Though he wrote an earlier unpublished piece of long fiction, The Barracks is the first of John McGahern’s published novels. It was, generally, favorably reviewed and won for McGahern Ireland’s A. E. Memorial Award in 1962 and an Arts Council Fellowship in 1964. The Barracks contains in it many of the themes which he would subsequently pursue: the meaning or lack of meaning of an individual life, in the brief passage from birth to death, between light and darkness; the place of love, in both its sexual and its psychic manifestations, in this search for meaning; the circular journey that many of his later central characters undertake from the west of Ireland. It also establishes the uncertain mood and introduces the stylistic experimentation of subsequent work. The Dark, thematically, is a continuation of the saga of the remaining Reegans in The Barracks: The now-nameless young son is at the center of this work as he strives to free himself from poverty and repression in the person of his father, and from the Church in the person of his uncle. What uncertain light the hero may find working for the National Electricity Board in Dublin did nothing to mitigate the fury of the Irish censors who, presumably because of the masturbation scenes, the child molestation scenes, and the criticism of the Church, banned the book. McGahern was fired from his teaching post by the Reverend Manager of the school.

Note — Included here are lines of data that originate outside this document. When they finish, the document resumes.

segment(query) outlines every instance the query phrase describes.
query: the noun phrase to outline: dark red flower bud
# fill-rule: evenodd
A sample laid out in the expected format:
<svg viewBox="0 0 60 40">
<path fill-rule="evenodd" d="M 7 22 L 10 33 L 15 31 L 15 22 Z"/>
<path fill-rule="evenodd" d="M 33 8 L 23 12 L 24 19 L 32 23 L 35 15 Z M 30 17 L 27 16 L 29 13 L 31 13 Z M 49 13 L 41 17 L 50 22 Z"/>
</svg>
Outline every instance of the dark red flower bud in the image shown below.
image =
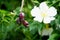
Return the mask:
<svg viewBox="0 0 60 40">
<path fill-rule="evenodd" d="M 24 13 L 21 12 L 20 15 L 19 15 L 19 18 L 23 19 L 24 18 Z"/>
<path fill-rule="evenodd" d="M 23 23 L 23 25 L 24 25 L 25 27 L 28 27 L 28 25 L 29 25 L 26 20 L 24 20 L 22 23 Z"/>
</svg>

He had, however, gleaned from his experiences material for two more novels, The Leavetaking (1974) and The Pornographer (1979), and three collections of short stories: Nightlines (1970), Getting Through (1978), and The High Ground (1983). Although he has lived in England, on the Continent, and in the United States, McGahern has taken his metaphors for the human condition from the Irish among whom he grew up, and he has used his native Irish countryside to good fictional advantage in The Barracks.

Bibliography

Cronin, John. “‘The Dark’ Is Not Light Enough: The Fiction of John McGahern,” in Studies. LVIII (1969), pp. 427-432.

Kennedy, Eileen. “The Novels of John McGahern: The Road Away Becomes the Road Back,” in Contemporary Irish Writing, 1983. Edited by James D. Brophy and Raymond J. Porter.

O’Connell, Shaun. “Door into the Light: John McGahern’s Ireland,” in Massachusetts Review. XXV (Summer, 1984), pp. 255-268.

Schwartz, Karlheinz. “John McGahern’s Point of View,” in Eire-lreland. XIX (Fall, 1984), pp. 92-110.